By Craig Kapitan - Express-News
Refugees from Somalia who have resettled in San Antonio including Ali Abukar, (from left) Abdirahman Ibrahim, Ahmed Yusuf, and Hassan Abdirahman wait to testify in the trial for pharmacist Marcelleus J. Anunobi in the 227th district courtroom on Wednesday. Yusuf did not testify but accompanied the men as the representative from the Somali Bantu Association of San Antonio. Lisa Krantz
Although a stranger, Marcelleus Anunobi had already met many of Hassan Abdirahman's neighbors and seemed trustworthy by the time he arrived at the Somali refugee's Wurzbach Road apartment one afternoon several years ago.
“He said, ‘I am the doctor and I have a pharmacy. I'm going to help you,'” Abdirahman recalled through a translator. “He said, ‘I will give you some medicine for your children.'”
But, Abdirahman said, after he let the pharmacist copy information from his three children's Medicaid cards, he didn't see him again — until Wednesday, when he identified Anunobi in court.
Anunobi could face up to life in prison if jurors find him guilty of Medicaid fraud at a trial this week. A dual citizen of the United States and Nigeria who opened Advanced Doctor's Prescribed Pharmacy on Medical Drive in 2007, he has been accused of billing the government for up to $2.5 million in false prescriptions.
Among those whose Medicaid numbers he used for the fake prescriptions are 20 families who moved to San Antonio from a Somali refugee camp in 2004, authorities have alleged.
Prosecutors presented Abdirahman — one of three men from the group who testified Wednesday afternoon — with a 10-page list of medications for which they said Anunobi billed the government on behalf of his children. Abdirahman said his family never requested or received any of the drugs.
“If I knew this could happen, I'd never give him my Medicaid (information),” he said.
Defense attorneys Alex Scharff and Alan Brown have said their client was unfairly singled out by the government for what amounted to innocent mistakes by an overwhelmed small businessman.
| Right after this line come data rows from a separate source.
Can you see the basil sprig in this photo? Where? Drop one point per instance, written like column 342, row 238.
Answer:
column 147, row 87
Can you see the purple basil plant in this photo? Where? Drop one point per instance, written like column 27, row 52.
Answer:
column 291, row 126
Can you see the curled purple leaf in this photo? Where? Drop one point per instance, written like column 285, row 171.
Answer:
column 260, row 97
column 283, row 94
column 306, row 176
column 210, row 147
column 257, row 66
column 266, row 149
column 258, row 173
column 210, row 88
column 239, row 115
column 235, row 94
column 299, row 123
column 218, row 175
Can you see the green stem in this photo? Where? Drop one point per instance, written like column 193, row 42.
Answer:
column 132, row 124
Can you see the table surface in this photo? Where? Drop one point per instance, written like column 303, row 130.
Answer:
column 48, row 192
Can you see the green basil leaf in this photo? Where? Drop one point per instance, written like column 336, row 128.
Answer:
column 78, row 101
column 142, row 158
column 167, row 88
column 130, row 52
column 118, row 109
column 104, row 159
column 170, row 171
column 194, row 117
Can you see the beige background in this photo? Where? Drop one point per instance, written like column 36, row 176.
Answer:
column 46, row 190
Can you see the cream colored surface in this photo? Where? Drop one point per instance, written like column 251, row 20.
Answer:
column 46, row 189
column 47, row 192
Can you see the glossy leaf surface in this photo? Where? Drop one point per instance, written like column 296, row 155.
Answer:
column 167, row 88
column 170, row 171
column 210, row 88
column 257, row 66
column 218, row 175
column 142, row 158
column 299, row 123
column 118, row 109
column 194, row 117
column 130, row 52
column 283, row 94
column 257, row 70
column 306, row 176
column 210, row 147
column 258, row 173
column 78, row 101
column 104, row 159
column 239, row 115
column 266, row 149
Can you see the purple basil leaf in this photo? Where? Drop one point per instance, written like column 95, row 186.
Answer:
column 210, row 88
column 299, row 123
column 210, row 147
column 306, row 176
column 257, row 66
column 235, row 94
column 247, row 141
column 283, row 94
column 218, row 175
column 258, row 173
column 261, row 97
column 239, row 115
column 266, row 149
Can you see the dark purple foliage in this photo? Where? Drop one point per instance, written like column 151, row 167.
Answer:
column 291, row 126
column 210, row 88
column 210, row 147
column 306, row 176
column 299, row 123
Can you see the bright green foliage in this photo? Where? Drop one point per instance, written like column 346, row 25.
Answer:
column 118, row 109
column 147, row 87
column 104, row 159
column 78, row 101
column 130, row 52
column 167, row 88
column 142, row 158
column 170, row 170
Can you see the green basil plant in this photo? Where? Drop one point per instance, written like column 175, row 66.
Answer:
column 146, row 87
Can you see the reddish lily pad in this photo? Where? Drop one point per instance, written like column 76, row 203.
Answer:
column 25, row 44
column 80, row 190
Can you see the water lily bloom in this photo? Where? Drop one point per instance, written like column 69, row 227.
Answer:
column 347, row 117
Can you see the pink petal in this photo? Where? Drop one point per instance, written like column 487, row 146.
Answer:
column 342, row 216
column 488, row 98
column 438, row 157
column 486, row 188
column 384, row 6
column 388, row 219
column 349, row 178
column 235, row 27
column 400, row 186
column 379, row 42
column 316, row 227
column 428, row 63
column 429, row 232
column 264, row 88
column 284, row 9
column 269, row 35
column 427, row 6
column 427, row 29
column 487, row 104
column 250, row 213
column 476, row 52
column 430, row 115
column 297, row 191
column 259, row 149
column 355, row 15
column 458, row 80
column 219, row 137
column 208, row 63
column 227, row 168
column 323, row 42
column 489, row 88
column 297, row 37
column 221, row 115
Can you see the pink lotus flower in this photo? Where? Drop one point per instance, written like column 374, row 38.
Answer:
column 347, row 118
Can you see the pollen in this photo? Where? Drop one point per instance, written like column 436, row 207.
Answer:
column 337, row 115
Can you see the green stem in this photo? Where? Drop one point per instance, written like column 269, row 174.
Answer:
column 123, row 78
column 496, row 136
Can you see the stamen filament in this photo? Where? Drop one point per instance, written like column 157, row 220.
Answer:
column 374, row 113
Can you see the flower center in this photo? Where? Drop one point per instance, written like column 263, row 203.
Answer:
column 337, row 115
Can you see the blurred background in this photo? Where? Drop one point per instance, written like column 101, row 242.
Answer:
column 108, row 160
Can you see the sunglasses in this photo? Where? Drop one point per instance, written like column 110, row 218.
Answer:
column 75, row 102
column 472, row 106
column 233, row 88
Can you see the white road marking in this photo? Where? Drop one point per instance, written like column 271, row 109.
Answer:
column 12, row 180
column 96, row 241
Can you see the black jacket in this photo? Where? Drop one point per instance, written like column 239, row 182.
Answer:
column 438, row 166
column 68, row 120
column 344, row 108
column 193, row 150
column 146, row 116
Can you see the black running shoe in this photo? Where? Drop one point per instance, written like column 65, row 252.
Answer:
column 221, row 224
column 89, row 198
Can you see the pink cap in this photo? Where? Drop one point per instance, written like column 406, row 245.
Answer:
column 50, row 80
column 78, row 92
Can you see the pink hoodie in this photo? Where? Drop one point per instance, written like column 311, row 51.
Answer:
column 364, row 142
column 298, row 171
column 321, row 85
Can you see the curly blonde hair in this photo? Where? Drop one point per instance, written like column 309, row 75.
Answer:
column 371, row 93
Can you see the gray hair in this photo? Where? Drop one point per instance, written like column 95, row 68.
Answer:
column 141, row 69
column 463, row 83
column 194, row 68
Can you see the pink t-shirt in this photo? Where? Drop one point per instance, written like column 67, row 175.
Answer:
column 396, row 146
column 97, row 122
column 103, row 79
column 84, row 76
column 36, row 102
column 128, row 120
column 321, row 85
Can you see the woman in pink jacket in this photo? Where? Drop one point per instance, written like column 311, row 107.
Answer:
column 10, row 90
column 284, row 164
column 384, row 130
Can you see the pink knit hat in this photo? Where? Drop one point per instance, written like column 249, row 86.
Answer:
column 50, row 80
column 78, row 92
They pointed out Wednesday that Abdirahman, like the other witnesses, had no formal education and could not read or write.
“Isn't it true that what really happened was the government agents showed up and you wanted to make them happy, so you signed whatever they put in front of you?” Scharff asked the witness.
But Abdirahman was adamant that he has never been to the defendant's pharmacy or received prescriptions there. That's why he signed the 10-page drug list, even if he couldn't read it, he said.
Also testifying Wednesday was Health and Human Services Commission employee Sharon Gaskill, who reviewed a list of drugs that had been billed to Medicaid on behalf of 15 young children.
One 5-year-old was listed as receiving four tubes of a steroid cream considered unsafe for children and 24 inhalers that would have amounted to four times the recommended dosage per day, she said. A newborn was listed as receiving 46 orders of antibiotics in less than seven months and enough eye drops to treat 22 eye infections, she said.